Miranda (programming language)
Miranda is a lazy, purely functional programming language designed by David Turner as a successor to his earlier programming languages SASL and KRC, using some concepts from ML and Hope. It was produced by Research Software Ltd. of England (which holds a trademark on the name Miranda) and was the first purely functional language to be commercially supported.

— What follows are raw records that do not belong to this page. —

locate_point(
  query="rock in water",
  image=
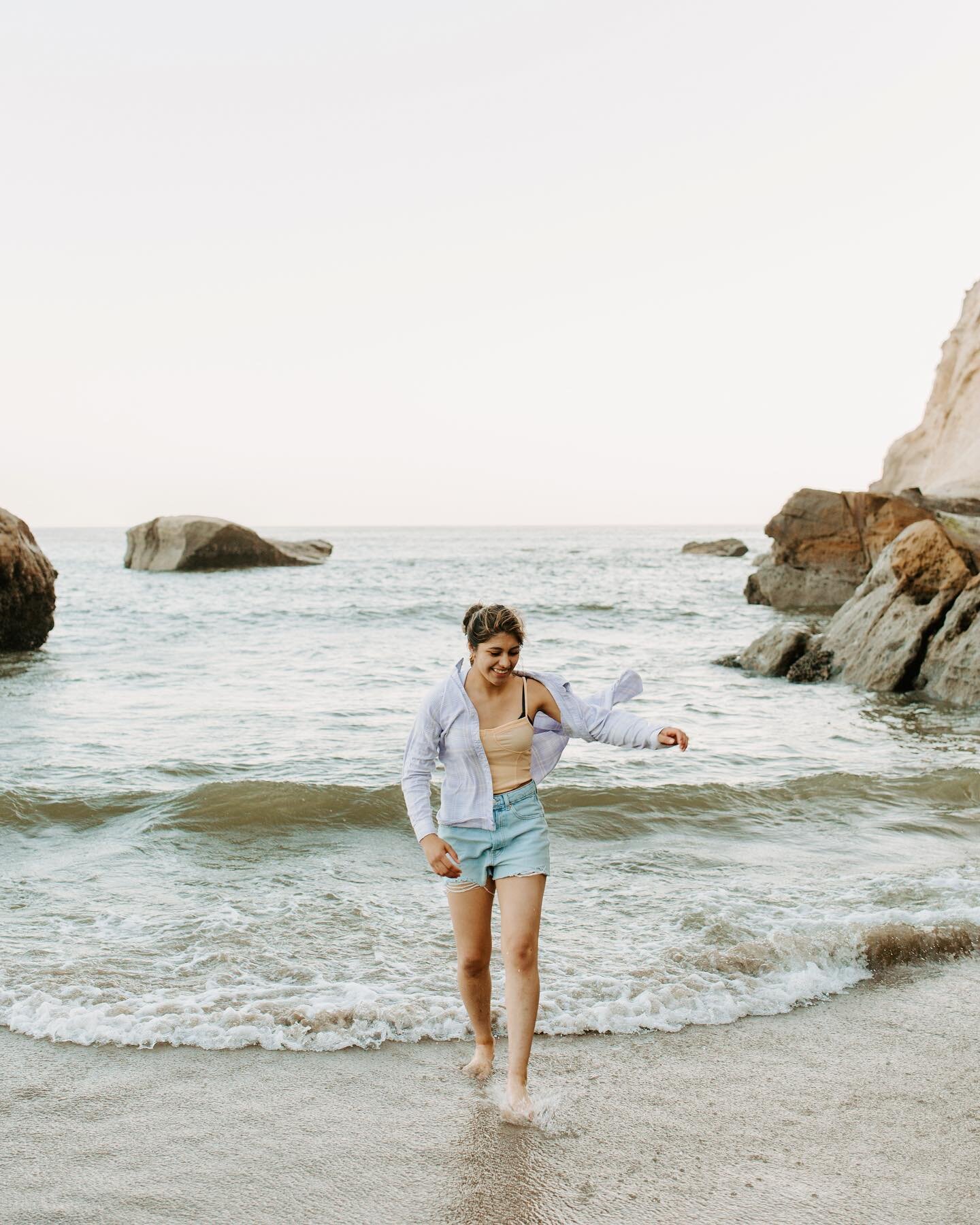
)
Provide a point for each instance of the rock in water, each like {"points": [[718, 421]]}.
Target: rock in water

Paradigm | lazy, functional, declarative |
---|---|
Designed by | David Turner |
Developer | Research Software Ltd |
First appeared | 1985 |
Typing discipline | strong, static |
Website | miranda |
Major implementations | |
Miranda | |
Influenced by | |
KRC, ML, SASL, Hope | |
Influenced | |
Clean, Haskell, Orwell, Microsoft Power Fx |
Miranda was first released in 1985 as a fast interpreter in C for Unix-flavour operating systems, with subsequent releases in 1987 and 1989. It had a strong influence on the later Haskell language. Turner stated that the benefits of Miranda over Haskell are: "Smaller language, simpler type system, simpler arithmetic".
In 2020 a version of Miranda was released as open source under a BSD licence. The code has been updated to conform to modern C standards (C11/C18) and to generate 64-bit binaries. This has been tested on operating systems including Debian, Ubuntu, WSL/Ubuntu, and macOS (Catalina).